Created on 2021-10-26 by the reprex package (v2.0.1.9000)

Results are roughly comparable, and suggest that this whole save -> load workflow might speed up calculations by around two times, but not much more. Main reason is because the saved networks really are quite large (like ten times original data sizes!), and the loading also involves breaking up the saved object into components, and then individually re-saving each of those to the local tempdir(). I still think it's a good idea to have this function, even if it ends up being less helpful (in speed terms) than what i might have anticipated. Thanks!

FlxPo commented 2 years ago

This is great, thank you ! I'll try to see how much time I save for my use cases.

For now I was just using saveRDS on a contracted and reduced graph (largest connected component only). When reloaded, I can use travel times and flow aggregation functions, and I got better speed ups than you did. But I guess I'm losing cached data and some of dodgr functionalities (uncontract graph for example) ?

I often use arrow and the parquet format for heavy read/write workflows and large dataframes. It might also be useful in this case ?

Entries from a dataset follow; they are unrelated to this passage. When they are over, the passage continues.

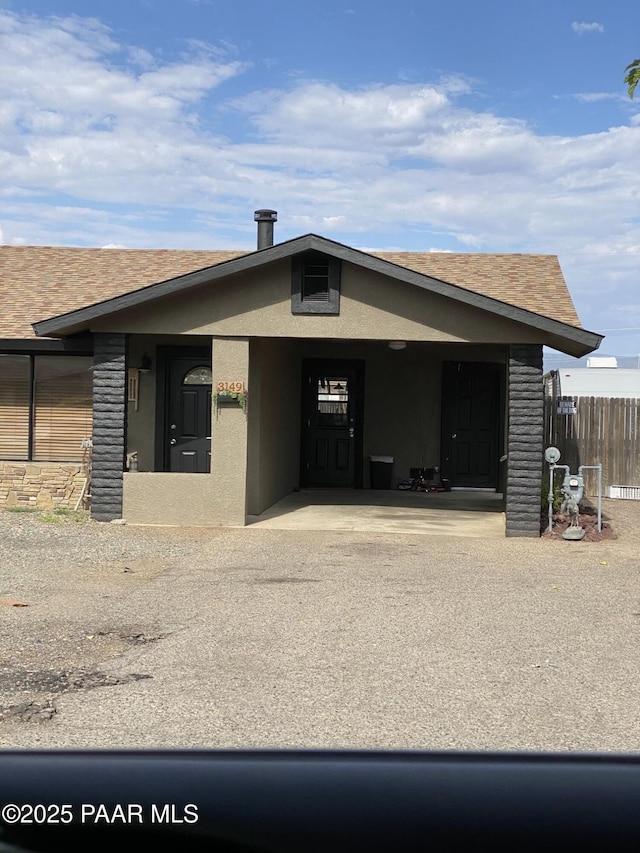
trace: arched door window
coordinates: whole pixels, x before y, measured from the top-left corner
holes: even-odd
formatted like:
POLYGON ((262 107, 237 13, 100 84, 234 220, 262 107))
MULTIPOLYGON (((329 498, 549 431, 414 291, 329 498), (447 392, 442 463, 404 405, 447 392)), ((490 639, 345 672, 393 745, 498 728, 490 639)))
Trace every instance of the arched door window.
POLYGON ((206 365, 202 365, 201 367, 194 367, 190 370, 184 379, 182 380, 183 385, 211 385, 213 381, 213 376, 211 374, 211 368, 206 365))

mpadge commented 2 years ago

Yeah, i too thought about saving as parquet, which should definitely speed things up, but ... will leave that for another day. In the meantime, if you really just need the contracted graph and don't need to uncontract, then just saving the simple graph with saveRDS would suffice, and would be much quicker. The only thing is if you require accurate routing with effects like turn angles and waiting times at intersections, then you should be using networks in sc format (via dodgr_streetnet_sc()), for which the vertices of the contracted network are then no longer simple vertices, so any subsequent analyses generally require uncontracting. Feel free to ping any time with further questions.